Un tempo esse erano diffuse in tutta l'Asia, dalla Turchia alla parte più ad Est della Russia, ma al giorno d'oggi il loro habitat è molto meno esteso, oltre ad essere frammentato ed in generale distrutto. Se ci aggiungiamo anche il bracconaggio non è difficile concludere che la tigre è un esemplare in pericolo di estinzione: all'inizio del ventesimo secolo se ne contavano circa 100.000 esemplari, al giorno d'oggi ce ne sono meno di 4000 che vivono nel loro habitat naturale.

La tigre è un animale solitario e sociale. 

Wow, come può essere?

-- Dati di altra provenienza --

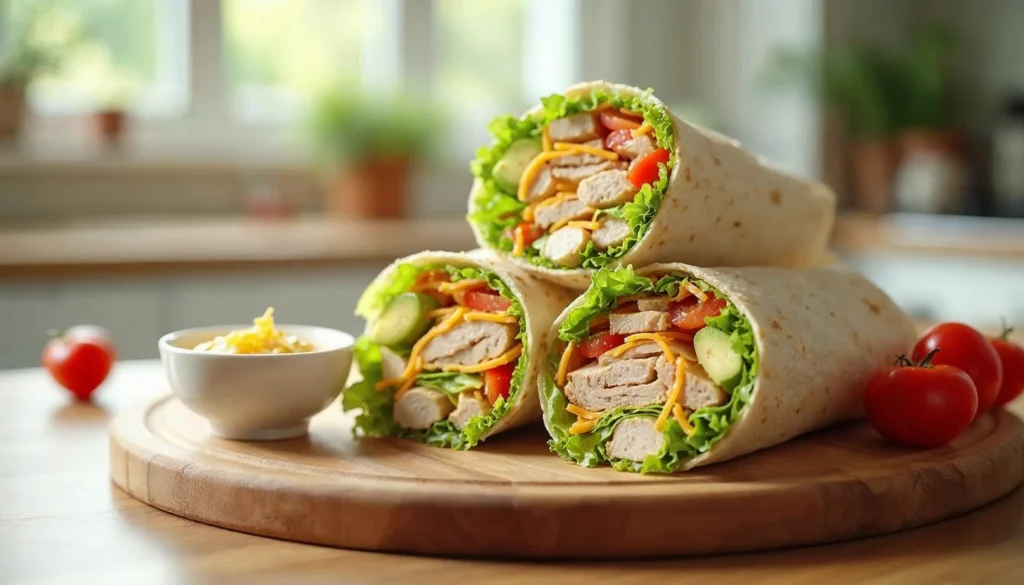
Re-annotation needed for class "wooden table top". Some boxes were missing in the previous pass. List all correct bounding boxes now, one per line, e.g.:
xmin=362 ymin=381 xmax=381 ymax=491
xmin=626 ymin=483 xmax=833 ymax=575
xmin=0 ymin=362 xmax=1024 ymax=585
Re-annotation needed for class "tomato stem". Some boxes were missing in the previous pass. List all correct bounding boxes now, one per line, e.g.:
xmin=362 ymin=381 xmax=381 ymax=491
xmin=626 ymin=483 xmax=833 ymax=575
xmin=896 ymin=347 xmax=939 ymax=368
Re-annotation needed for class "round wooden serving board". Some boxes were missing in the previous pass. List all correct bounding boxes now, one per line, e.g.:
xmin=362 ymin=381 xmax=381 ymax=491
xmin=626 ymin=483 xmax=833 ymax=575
xmin=111 ymin=398 xmax=1024 ymax=558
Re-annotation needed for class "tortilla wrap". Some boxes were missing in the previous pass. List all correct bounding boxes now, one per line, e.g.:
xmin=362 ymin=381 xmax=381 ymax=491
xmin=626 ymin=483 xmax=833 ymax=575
xmin=542 ymin=263 xmax=915 ymax=470
xmin=469 ymin=81 xmax=836 ymax=290
xmin=343 ymin=250 xmax=573 ymax=448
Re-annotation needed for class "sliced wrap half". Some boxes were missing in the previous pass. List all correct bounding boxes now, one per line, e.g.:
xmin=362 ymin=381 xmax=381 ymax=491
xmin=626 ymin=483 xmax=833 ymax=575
xmin=342 ymin=252 xmax=573 ymax=449
xmin=468 ymin=81 xmax=836 ymax=290
xmin=541 ymin=263 xmax=914 ymax=472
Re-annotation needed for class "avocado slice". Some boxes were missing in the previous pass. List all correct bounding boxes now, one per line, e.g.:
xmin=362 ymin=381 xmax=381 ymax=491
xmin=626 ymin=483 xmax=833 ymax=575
xmin=490 ymin=138 xmax=544 ymax=193
xmin=370 ymin=292 xmax=440 ymax=347
xmin=693 ymin=327 xmax=743 ymax=387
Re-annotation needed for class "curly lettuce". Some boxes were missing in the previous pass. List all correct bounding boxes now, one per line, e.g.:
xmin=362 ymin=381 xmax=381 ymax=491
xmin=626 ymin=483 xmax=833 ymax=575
xmin=341 ymin=264 xmax=528 ymax=450
xmin=466 ymin=89 xmax=676 ymax=269
xmin=540 ymin=266 xmax=758 ymax=473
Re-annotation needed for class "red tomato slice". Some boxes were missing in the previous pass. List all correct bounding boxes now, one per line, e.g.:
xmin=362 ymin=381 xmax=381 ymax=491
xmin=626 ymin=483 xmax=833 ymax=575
xmin=578 ymin=331 xmax=626 ymax=360
xmin=512 ymin=221 xmax=544 ymax=247
xmin=604 ymin=128 xmax=633 ymax=151
xmin=630 ymin=149 xmax=669 ymax=187
xmin=483 ymin=362 xmax=516 ymax=404
xmin=466 ymin=291 xmax=512 ymax=312
xmin=598 ymin=110 xmax=643 ymax=130
xmin=669 ymin=293 xmax=728 ymax=331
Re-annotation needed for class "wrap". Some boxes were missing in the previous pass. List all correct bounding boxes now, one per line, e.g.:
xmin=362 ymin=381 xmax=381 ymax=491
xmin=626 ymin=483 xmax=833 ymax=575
xmin=541 ymin=263 xmax=915 ymax=472
xmin=467 ymin=81 xmax=836 ymax=290
xmin=342 ymin=251 xmax=573 ymax=450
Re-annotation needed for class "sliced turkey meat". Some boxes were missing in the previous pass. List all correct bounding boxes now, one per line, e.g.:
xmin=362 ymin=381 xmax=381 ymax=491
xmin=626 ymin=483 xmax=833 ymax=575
xmin=534 ymin=199 xmax=594 ymax=229
xmin=608 ymin=310 xmax=672 ymax=335
xmin=391 ymin=386 xmax=455 ymax=429
xmin=548 ymin=112 xmax=600 ymax=142
xmin=577 ymin=169 xmax=639 ymax=209
xmin=564 ymin=352 xmax=729 ymax=412
xmin=449 ymin=392 xmax=490 ymax=430
xmin=381 ymin=346 xmax=409 ymax=380
xmin=526 ymin=166 xmax=557 ymax=202
xmin=612 ymin=134 xmax=657 ymax=160
xmin=590 ymin=217 xmax=630 ymax=250
xmin=543 ymin=226 xmax=590 ymax=268
xmin=421 ymin=321 xmax=519 ymax=369
xmin=551 ymin=159 xmax=626 ymax=184
xmin=605 ymin=416 xmax=665 ymax=461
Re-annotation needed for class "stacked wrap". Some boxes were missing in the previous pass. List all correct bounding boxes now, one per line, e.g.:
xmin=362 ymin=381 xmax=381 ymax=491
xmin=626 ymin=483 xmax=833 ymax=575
xmin=468 ymin=81 xmax=836 ymax=290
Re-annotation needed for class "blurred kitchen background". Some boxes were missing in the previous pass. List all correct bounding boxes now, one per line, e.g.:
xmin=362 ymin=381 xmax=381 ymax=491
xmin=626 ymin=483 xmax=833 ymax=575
xmin=0 ymin=0 xmax=1024 ymax=368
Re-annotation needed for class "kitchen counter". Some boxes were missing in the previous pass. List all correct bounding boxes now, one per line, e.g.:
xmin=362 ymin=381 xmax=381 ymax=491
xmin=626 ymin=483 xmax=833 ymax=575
xmin=0 ymin=217 xmax=475 ymax=279
xmin=6 ymin=362 xmax=1024 ymax=585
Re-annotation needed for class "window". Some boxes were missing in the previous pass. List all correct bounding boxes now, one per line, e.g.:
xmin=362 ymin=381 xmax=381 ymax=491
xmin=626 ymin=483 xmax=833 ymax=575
xmin=223 ymin=0 xmax=380 ymax=121
xmin=2 ymin=0 xmax=187 ymax=114
xmin=434 ymin=0 xmax=524 ymax=110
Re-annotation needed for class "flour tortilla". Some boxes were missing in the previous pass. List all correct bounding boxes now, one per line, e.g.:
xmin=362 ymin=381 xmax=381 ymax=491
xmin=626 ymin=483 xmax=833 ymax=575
xmin=368 ymin=250 xmax=575 ymax=440
xmin=469 ymin=81 xmax=836 ymax=290
xmin=549 ymin=263 xmax=916 ymax=470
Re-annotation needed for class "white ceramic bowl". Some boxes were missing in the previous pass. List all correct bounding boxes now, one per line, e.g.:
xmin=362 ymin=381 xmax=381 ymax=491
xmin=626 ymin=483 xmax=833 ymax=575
xmin=159 ymin=325 xmax=354 ymax=441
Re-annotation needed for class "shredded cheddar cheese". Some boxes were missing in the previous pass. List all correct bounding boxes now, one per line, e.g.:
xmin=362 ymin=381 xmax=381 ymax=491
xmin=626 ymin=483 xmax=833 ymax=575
xmin=569 ymin=420 xmax=597 ymax=434
xmin=555 ymin=142 xmax=618 ymax=161
xmin=633 ymin=122 xmax=654 ymax=138
xmin=555 ymin=341 xmax=575 ymax=386
xmin=672 ymin=403 xmax=696 ymax=436
xmin=686 ymin=283 xmax=708 ymax=302
xmin=565 ymin=403 xmax=604 ymax=420
xmin=463 ymin=310 xmax=519 ymax=324
xmin=442 ymin=343 xmax=522 ymax=374
xmin=516 ymin=151 xmax=572 ymax=201
xmin=512 ymin=226 xmax=532 ymax=256
xmin=654 ymin=358 xmax=686 ymax=430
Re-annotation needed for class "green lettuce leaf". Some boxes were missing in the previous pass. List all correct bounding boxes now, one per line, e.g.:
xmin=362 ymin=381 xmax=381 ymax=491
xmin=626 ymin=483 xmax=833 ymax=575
xmin=467 ymin=89 xmax=676 ymax=269
xmin=341 ymin=264 xmax=527 ymax=450
xmin=416 ymin=372 xmax=483 ymax=399
xmin=540 ymin=267 xmax=758 ymax=473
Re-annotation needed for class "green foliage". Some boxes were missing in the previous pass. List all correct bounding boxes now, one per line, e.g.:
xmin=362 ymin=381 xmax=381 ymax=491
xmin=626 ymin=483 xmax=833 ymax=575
xmin=306 ymin=87 xmax=443 ymax=166
xmin=763 ymin=26 xmax=954 ymax=139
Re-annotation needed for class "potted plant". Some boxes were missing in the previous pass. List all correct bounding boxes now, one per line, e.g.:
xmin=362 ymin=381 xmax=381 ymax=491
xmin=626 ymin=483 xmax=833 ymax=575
xmin=307 ymin=89 xmax=440 ymax=218
xmin=768 ymin=45 xmax=901 ymax=213
xmin=895 ymin=27 xmax=966 ymax=213
xmin=0 ymin=2 xmax=83 ymax=139
xmin=91 ymin=74 xmax=135 ymax=148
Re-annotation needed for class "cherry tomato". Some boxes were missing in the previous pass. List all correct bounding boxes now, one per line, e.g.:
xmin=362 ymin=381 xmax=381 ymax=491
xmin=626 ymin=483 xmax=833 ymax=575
xmin=466 ymin=291 xmax=512 ymax=312
xmin=512 ymin=221 xmax=544 ymax=247
xmin=598 ymin=110 xmax=643 ymax=131
xmin=992 ymin=329 xmax=1024 ymax=407
xmin=578 ymin=331 xmax=626 ymax=360
xmin=630 ymin=149 xmax=669 ymax=187
xmin=42 ymin=326 xmax=117 ymax=401
xmin=864 ymin=351 xmax=978 ymax=447
xmin=669 ymin=293 xmax=729 ymax=331
xmin=604 ymin=128 xmax=633 ymax=151
xmin=483 ymin=362 xmax=516 ymax=404
xmin=913 ymin=323 xmax=1002 ymax=415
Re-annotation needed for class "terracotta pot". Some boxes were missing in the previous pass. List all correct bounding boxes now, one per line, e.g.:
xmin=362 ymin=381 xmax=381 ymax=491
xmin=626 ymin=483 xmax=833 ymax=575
xmin=92 ymin=110 xmax=127 ymax=145
xmin=850 ymin=140 xmax=899 ymax=213
xmin=324 ymin=157 xmax=412 ymax=219
xmin=0 ymin=86 xmax=26 ymax=139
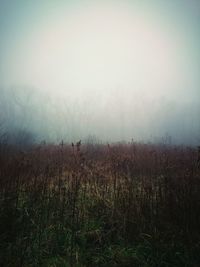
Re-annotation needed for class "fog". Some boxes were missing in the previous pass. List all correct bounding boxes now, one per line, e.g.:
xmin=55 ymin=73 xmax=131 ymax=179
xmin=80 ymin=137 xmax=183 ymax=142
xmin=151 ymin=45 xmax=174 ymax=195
xmin=0 ymin=0 xmax=200 ymax=145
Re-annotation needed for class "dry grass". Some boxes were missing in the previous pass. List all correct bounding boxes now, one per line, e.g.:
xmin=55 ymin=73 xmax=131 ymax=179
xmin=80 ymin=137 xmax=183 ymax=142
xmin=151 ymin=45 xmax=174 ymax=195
xmin=0 ymin=142 xmax=200 ymax=267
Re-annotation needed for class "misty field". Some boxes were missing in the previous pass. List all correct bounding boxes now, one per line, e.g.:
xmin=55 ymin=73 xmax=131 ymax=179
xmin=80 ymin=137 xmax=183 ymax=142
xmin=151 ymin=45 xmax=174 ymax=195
xmin=0 ymin=141 xmax=200 ymax=267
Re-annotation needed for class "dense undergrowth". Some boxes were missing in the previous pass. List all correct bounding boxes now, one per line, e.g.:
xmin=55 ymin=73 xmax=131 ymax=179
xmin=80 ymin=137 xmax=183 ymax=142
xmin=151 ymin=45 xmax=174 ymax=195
xmin=0 ymin=142 xmax=200 ymax=267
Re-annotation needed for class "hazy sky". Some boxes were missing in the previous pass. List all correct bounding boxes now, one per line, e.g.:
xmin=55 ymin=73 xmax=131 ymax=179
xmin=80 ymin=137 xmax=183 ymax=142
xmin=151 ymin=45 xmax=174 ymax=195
xmin=0 ymin=0 xmax=200 ymax=143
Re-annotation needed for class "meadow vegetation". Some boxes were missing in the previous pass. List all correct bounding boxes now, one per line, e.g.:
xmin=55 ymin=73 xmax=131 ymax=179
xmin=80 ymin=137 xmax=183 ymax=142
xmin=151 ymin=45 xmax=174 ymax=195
xmin=0 ymin=141 xmax=200 ymax=267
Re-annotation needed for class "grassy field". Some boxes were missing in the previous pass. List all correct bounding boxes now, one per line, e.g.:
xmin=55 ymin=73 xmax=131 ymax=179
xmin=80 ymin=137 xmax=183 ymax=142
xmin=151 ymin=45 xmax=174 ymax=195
xmin=0 ymin=142 xmax=200 ymax=267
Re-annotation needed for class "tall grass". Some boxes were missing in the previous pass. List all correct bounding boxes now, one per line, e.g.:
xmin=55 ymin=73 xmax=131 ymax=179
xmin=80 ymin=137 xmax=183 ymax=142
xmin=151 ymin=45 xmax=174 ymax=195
xmin=0 ymin=142 xmax=200 ymax=267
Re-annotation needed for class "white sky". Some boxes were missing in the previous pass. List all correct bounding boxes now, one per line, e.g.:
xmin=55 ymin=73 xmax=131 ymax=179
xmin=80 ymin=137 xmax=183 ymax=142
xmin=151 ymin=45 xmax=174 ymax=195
xmin=0 ymin=0 xmax=200 ymax=144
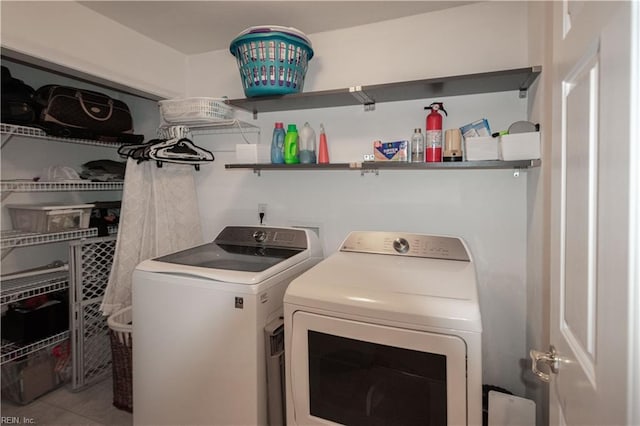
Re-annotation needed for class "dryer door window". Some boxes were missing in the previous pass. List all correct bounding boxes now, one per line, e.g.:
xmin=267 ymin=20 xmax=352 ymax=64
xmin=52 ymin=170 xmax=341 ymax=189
xmin=292 ymin=312 xmax=466 ymax=426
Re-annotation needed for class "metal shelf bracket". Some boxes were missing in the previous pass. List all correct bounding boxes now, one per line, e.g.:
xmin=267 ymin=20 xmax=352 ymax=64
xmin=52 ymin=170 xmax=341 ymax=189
xmin=349 ymin=86 xmax=376 ymax=112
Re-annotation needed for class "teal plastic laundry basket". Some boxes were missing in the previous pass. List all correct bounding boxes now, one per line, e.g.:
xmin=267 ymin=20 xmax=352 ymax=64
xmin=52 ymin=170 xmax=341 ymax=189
xmin=229 ymin=26 xmax=313 ymax=97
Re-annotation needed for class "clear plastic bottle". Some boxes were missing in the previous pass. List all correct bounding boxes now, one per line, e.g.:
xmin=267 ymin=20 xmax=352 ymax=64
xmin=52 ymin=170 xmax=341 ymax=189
xmin=271 ymin=123 xmax=285 ymax=164
xmin=409 ymin=129 xmax=424 ymax=163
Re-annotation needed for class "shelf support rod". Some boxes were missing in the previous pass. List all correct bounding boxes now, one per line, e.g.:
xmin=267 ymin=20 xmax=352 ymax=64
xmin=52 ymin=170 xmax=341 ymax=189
xmin=0 ymin=126 xmax=18 ymax=148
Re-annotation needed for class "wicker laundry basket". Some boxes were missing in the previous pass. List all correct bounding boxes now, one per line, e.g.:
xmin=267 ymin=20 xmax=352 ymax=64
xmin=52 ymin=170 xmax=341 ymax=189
xmin=107 ymin=306 xmax=133 ymax=413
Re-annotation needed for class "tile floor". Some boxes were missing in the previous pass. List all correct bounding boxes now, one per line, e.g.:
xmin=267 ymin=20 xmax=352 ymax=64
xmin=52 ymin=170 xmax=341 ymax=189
xmin=1 ymin=379 xmax=133 ymax=426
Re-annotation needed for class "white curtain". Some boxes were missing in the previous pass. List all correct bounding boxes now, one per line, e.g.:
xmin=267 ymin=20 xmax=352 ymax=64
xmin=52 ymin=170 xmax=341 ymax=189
xmin=100 ymin=158 xmax=202 ymax=315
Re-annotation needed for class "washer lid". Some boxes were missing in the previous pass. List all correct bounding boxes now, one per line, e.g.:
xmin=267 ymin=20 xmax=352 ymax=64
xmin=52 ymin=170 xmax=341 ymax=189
xmin=138 ymin=226 xmax=319 ymax=284
xmin=284 ymin=236 xmax=482 ymax=332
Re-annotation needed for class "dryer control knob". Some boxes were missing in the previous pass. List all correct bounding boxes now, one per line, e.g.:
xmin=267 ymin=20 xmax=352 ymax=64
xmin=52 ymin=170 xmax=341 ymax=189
xmin=253 ymin=231 xmax=267 ymax=243
xmin=393 ymin=238 xmax=409 ymax=253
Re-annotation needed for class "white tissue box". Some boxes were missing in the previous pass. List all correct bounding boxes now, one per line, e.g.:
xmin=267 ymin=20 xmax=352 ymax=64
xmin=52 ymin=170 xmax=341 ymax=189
xmin=464 ymin=136 xmax=500 ymax=161
xmin=500 ymin=132 xmax=540 ymax=161
xmin=236 ymin=143 xmax=271 ymax=164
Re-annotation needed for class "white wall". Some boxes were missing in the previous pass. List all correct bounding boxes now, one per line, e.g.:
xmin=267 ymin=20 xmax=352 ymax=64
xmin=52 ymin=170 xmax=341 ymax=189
xmin=187 ymin=2 xmax=532 ymax=98
xmin=187 ymin=2 xmax=536 ymax=395
xmin=0 ymin=1 xmax=186 ymax=97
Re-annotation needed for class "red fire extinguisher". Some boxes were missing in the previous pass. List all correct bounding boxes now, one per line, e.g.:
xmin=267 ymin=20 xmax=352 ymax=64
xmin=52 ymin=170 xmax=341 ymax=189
xmin=424 ymin=102 xmax=448 ymax=163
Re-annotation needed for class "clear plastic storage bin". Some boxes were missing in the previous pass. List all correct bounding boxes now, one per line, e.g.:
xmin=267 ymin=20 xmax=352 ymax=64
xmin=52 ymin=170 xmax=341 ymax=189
xmin=7 ymin=204 xmax=94 ymax=232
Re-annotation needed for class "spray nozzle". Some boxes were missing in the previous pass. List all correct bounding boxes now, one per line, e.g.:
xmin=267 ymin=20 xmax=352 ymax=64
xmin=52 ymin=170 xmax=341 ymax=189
xmin=424 ymin=102 xmax=449 ymax=116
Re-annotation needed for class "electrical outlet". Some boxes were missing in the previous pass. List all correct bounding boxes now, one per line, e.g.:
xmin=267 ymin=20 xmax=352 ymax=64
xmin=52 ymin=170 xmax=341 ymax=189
xmin=258 ymin=203 xmax=267 ymax=225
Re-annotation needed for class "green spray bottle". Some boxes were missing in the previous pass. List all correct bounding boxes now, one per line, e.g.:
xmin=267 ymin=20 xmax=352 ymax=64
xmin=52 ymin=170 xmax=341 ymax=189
xmin=284 ymin=124 xmax=300 ymax=164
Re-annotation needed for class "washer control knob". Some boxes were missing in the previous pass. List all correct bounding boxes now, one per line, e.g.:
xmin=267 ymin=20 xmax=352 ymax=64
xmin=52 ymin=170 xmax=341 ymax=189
xmin=253 ymin=231 xmax=267 ymax=243
xmin=393 ymin=238 xmax=409 ymax=253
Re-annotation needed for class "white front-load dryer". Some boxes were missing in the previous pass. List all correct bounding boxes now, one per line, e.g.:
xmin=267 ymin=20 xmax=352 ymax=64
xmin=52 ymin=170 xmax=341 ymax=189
xmin=284 ymin=232 xmax=482 ymax=426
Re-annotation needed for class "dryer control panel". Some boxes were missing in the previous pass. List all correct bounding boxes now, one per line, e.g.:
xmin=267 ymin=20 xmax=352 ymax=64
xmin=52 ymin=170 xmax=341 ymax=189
xmin=340 ymin=231 xmax=471 ymax=262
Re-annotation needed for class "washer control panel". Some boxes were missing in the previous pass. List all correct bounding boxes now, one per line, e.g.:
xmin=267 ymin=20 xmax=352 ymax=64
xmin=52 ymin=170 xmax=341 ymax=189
xmin=214 ymin=226 xmax=308 ymax=249
xmin=340 ymin=231 xmax=471 ymax=262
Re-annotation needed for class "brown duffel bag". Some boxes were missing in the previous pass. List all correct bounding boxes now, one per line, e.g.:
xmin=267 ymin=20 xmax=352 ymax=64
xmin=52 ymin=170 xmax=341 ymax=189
xmin=35 ymin=85 xmax=133 ymax=136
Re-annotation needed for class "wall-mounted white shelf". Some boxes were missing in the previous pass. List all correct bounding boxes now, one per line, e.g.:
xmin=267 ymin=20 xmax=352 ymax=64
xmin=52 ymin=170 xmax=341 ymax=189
xmin=0 ymin=180 xmax=124 ymax=192
xmin=229 ymin=66 xmax=542 ymax=118
xmin=0 ymin=271 xmax=69 ymax=306
xmin=160 ymin=119 xmax=260 ymax=135
xmin=0 ymin=123 xmax=122 ymax=148
xmin=225 ymin=160 xmax=540 ymax=175
xmin=0 ymin=331 xmax=69 ymax=364
xmin=0 ymin=228 xmax=98 ymax=250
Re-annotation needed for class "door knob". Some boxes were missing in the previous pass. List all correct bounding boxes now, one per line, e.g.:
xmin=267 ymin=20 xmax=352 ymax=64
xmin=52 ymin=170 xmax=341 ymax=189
xmin=529 ymin=345 xmax=559 ymax=383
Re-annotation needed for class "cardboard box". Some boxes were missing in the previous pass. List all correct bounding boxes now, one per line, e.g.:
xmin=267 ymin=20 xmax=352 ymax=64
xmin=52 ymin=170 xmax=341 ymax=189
xmin=500 ymin=132 xmax=540 ymax=161
xmin=373 ymin=141 xmax=409 ymax=161
xmin=460 ymin=118 xmax=491 ymax=138
xmin=2 ymin=349 xmax=62 ymax=404
xmin=464 ymin=136 xmax=500 ymax=161
xmin=236 ymin=143 xmax=271 ymax=164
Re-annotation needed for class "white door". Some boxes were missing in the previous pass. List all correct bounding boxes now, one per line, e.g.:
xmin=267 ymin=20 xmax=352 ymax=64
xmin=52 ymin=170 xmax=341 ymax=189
xmin=538 ymin=0 xmax=639 ymax=425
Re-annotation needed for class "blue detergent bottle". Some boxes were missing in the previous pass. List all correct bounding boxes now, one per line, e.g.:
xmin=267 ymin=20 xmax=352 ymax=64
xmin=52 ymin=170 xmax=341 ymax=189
xmin=271 ymin=123 xmax=285 ymax=164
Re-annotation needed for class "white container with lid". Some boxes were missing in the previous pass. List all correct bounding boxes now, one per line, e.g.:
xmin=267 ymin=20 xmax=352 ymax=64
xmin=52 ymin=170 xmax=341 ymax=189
xmin=7 ymin=204 xmax=95 ymax=233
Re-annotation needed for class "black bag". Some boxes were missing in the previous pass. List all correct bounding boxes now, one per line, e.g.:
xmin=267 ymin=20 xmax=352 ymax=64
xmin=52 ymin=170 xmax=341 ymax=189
xmin=35 ymin=85 xmax=133 ymax=136
xmin=0 ymin=65 xmax=38 ymax=125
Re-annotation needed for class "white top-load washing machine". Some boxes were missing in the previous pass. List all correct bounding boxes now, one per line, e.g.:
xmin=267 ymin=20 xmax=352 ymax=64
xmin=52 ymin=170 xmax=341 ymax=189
xmin=132 ymin=226 xmax=322 ymax=425
xmin=284 ymin=232 xmax=482 ymax=426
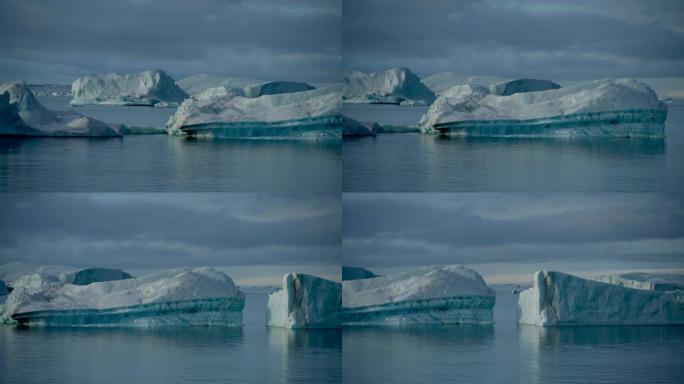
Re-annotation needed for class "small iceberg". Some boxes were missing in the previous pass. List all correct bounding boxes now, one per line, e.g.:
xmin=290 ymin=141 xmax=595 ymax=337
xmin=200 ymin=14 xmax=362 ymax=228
xmin=0 ymin=268 xmax=245 ymax=326
xmin=0 ymin=82 xmax=119 ymax=137
xmin=518 ymin=271 xmax=684 ymax=326
xmin=71 ymin=69 xmax=188 ymax=107
xmin=266 ymin=273 xmax=342 ymax=329
xmin=166 ymin=86 xmax=345 ymax=139
xmin=419 ymin=79 xmax=667 ymax=137
xmin=342 ymin=68 xmax=435 ymax=105
xmin=342 ymin=265 xmax=496 ymax=326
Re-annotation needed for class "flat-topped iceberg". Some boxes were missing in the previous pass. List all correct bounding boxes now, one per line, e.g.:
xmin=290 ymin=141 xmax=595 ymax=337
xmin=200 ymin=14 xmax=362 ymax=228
xmin=166 ymin=86 xmax=343 ymax=138
xmin=419 ymin=79 xmax=667 ymax=137
xmin=342 ymin=265 xmax=496 ymax=326
xmin=266 ymin=273 xmax=342 ymax=329
xmin=71 ymin=69 xmax=188 ymax=106
xmin=518 ymin=271 xmax=684 ymax=326
xmin=0 ymin=82 xmax=119 ymax=137
xmin=0 ymin=268 xmax=245 ymax=326
xmin=342 ymin=68 xmax=435 ymax=105
xmin=596 ymin=272 xmax=684 ymax=291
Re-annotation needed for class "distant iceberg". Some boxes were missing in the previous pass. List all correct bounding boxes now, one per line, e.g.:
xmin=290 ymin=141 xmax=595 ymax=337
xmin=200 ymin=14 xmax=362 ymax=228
xmin=71 ymin=70 xmax=188 ymax=107
xmin=342 ymin=265 xmax=496 ymax=326
xmin=342 ymin=68 xmax=435 ymax=105
xmin=166 ymin=86 xmax=344 ymax=138
xmin=419 ymin=79 xmax=667 ymax=137
xmin=0 ymin=268 xmax=245 ymax=326
xmin=266 ymin=273 xmax=342 ymax=329
xmin=518 ymin=271 xmax=684 ymax=326
xmin=0 ymin=82 xmax=119 ymax=137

In generale ogni esemplare ha un proprio territorio, che a volte si sovrappone con quello di altre tigri, ma di solito succede solo ai maschi, che lo fanno per avere a disposizione più femmine nel periodo dell'accoppiamento. Quando si tratta di dividere una preda, tuttavia, non è inusuale che a cibarsene non sia solo chi l'ha uccisa, ma anche qualche femmina con i cuccioli.
La tigre ama, inoltre, fare il bagno: come darle torto, specialmente in questo periodo? Strano per essere un gatto, è vero.

Esistono sei specie di tigri tuttora viventi. Forse una delle più conosciute è la tigre del Bengala, che esiste anche nella variante bianca e nera. Infatti tutti noi siamo abituati a pensare ad un bel tigrottone arancione a strisce nere, ma in quanti hanno visto per caso una foto di una tigre bianca e nera ed hanno esclamato: “Caspita, anche le tigri possono essere albine!”.

Amici, non fatevi cogliere in fallo dal compare più saputello: la tigre bianca NON è una tigre albina, ma una tigre con una mutazione a carico di un particolare gene.


Una coppia di tigri bianche allo zoo di Haifa
Foto di Zvi Roger - Haifa Municipality

Procediamo con ordine, la melanina sappiamo che è un pigmento che dà colore alla pelle ed ai capelli o più in generale ai peli del nostro corpo e del corpo degli animali. Ne esistono due varianti: la feomelanina produce colorazioni che vanno dal giallo al rossiccio, l'eumelanina dà colorazioni che vanno dal marrone al nero. Le tigri bianche non producono feomelanina, ma continuano a poter produrre eumelanina, per questo hanno un manto bianco a strisce nere.
Una tigre albina, invece, non potrebbe produrre nessun tipo di melanina e quindi sarebbe completamente bianca.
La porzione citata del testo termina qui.